Folha de S. Paulo


Lágrimas (muito) coloridas

Não lembro como cheguei a "Space Funeral", de 2010. Tenho uma lista de games a explorar, formada a partir de sessões de escavação obsessiva da internet, e de vez em quando escolho algum deles a esmo para experimentar. O ideal é mesmo que eu nem me recorde mais de como ele foi parar na lista, porque aí a surpresa é maior.
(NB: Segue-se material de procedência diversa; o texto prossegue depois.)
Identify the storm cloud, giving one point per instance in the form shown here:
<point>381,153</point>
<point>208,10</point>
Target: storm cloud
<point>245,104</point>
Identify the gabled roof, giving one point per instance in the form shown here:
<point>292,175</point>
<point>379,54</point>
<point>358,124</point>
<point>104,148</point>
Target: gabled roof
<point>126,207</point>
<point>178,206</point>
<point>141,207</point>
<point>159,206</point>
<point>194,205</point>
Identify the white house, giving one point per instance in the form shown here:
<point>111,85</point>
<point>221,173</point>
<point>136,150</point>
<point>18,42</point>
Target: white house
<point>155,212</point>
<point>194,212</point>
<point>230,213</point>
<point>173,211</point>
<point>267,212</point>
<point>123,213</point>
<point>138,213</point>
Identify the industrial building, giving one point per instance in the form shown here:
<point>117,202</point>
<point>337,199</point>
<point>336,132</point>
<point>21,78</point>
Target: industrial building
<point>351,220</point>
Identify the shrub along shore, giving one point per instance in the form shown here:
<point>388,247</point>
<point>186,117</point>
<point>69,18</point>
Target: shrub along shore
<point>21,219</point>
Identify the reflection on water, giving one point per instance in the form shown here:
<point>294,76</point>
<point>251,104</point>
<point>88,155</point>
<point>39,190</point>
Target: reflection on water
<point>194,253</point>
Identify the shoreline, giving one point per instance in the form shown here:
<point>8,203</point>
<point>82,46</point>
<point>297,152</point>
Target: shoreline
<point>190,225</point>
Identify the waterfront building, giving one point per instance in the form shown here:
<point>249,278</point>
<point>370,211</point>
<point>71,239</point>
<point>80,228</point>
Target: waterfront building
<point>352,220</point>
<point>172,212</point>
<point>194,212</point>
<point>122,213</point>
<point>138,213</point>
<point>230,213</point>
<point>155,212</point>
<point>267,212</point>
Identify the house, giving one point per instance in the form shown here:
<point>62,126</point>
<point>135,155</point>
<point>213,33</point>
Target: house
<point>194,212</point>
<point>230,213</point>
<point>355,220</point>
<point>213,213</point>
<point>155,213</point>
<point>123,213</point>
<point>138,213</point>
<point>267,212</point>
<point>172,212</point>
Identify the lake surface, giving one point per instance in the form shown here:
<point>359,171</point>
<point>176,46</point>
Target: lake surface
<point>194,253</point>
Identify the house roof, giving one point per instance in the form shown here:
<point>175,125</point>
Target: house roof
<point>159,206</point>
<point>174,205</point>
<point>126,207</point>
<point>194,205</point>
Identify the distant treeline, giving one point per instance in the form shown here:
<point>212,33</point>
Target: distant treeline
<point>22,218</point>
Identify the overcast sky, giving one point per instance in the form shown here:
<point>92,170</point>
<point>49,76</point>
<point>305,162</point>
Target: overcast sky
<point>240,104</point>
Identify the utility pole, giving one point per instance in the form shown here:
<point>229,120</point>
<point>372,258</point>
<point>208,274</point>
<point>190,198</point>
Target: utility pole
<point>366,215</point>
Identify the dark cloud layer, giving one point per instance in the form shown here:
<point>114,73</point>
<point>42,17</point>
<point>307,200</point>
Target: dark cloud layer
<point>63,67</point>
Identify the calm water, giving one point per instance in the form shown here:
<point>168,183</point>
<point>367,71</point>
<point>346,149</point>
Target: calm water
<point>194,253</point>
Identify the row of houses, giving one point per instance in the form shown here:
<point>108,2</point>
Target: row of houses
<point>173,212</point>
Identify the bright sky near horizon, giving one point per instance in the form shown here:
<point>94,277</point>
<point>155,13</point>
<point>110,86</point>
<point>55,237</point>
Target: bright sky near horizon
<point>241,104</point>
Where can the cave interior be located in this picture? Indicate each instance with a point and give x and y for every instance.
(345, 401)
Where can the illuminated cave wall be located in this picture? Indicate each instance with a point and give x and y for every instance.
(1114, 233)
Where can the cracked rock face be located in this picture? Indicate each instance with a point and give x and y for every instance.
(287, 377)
No caso desse RPG, a estratégia foi um sucesso. Eu não estava preparado para encontrar um cenário de cores berrantes e gráficos em estilo 8-bits que por vezes lembram um "Earthbound" (SNES) em decomposição, com uma trilha sonora melancólica que parece extraída de uma cópia da cópia da cópia de uma fita cassete.

Ilustração Alpino

Como em boa parte dos JRPGs (RPGs japoneses) clássicos, gênero que "Space Funeral" parodia e desconstrói, nosso herói começa a história em casa. Aqui o protagonista é Philip, um garoto careca trajado com pijamas listrados, e tão triste que caminha chorando. Mas, ao contrário dos moleques de cabelos espetados que precisam salvar o mundo nos JRPGs, Philip (que dorme num caixão) sai de casa a contragosto, depois de ter sido expulso pelos pais.
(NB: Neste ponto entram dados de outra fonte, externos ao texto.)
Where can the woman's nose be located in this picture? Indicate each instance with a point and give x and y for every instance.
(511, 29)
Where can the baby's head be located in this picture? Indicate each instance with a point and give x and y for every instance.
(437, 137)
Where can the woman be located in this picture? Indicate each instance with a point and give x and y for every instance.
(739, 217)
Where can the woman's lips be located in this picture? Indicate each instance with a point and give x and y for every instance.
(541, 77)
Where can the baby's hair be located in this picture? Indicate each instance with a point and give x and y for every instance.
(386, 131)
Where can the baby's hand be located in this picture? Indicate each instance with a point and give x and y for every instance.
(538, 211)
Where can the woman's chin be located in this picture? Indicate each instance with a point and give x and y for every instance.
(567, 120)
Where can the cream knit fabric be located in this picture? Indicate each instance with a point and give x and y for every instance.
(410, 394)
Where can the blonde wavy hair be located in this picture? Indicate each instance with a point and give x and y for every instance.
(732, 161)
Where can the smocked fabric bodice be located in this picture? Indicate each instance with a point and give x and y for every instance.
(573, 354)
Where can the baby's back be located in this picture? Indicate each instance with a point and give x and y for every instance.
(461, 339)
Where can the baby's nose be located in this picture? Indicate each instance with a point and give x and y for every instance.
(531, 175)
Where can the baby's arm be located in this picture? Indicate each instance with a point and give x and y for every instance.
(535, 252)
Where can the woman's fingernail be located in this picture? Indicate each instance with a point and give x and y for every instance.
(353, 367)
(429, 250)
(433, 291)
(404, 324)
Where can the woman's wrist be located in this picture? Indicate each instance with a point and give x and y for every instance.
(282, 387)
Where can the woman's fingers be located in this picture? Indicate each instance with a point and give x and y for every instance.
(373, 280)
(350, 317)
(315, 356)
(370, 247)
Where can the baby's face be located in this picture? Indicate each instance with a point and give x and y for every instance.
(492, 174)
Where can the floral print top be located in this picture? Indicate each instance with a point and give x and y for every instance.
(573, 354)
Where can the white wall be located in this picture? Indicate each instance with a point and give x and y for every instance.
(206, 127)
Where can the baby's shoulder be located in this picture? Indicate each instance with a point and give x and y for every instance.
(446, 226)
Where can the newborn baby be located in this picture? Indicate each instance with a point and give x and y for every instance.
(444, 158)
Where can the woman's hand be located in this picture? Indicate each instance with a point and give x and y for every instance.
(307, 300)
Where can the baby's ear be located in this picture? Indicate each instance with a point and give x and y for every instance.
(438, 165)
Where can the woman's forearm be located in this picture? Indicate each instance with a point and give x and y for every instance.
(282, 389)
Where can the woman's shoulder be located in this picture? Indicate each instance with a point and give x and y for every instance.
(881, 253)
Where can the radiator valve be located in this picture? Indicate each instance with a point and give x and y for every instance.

Acompanhado pelo fiel companheiro Cavalo-Perna, que no lugar do pescoço e da cabeça tem uma perna decepada e sanguinolenta, Philip parte para a Caverna Sangrenta para dar início às suas desventuras escatológicas em busca da Cidade das Formas.

É o primeiro movimento de um jogo que se destaca acima de tudo pelo tom quase infantil, ao mesmo tempo ingênuo e cruel, tolo e esperto. É como se fosse obra de uma criança especialmente criativa e mórbida.

Essa sensação se sustenta até o jogador perceber que o enredo tem referências platônicas e tudo é bem menos nonsense do que parece, ainda que o jogo se passe num mundo em que um NPC (personagem não controlado pelo jogador) chamado "Músculo Sábio" recomenda que sejam usados filmes antigos para combater fantasmas, pois eles são "sentimentais".

Falando em combate, como em todo o resto de "Space Funeral", a coisa funciona da maneira clássica dos JRPGs: batalhas em turno, com uma implementação rudimentar "active time". A graça está nos poderes e itens: Philip pode chorar para que o inimigo entre em conflito moral, por exemplo.

O resto é a "comfort food" de sempre –"grinding", exploração, acúmulo de dinheiro (aqui, rublos) para melhorar o equipamento etc. Às vezes vem à mente a já citada (e brilhante) série de JRPGs "Mother" e a estética dos (ótimos) jogos de Edmund McMillen, como "The Binding of Isaac" e "Super Meat Boy", mas o saldo final é algo inteiramente novo, um game de fato autoral.

"Space Funeral" é uma experiência despretensiosa, divertida e muito recomendável até pelo baixo investimento necessário: o jogo é gratuito e é possível chegar ao final em três horas, mesmo indo bem devagar e explorando cada canto do cenário. Pesquisando sobre o autor, Stephen Murphy (conhecido como thecatamites), descobri dezenas de outros jogos, todos parecendo adoravelmente estranhos e (ótima surpresa) bem diferentes entre si. Já sei o que vou jogar nos próximos dias.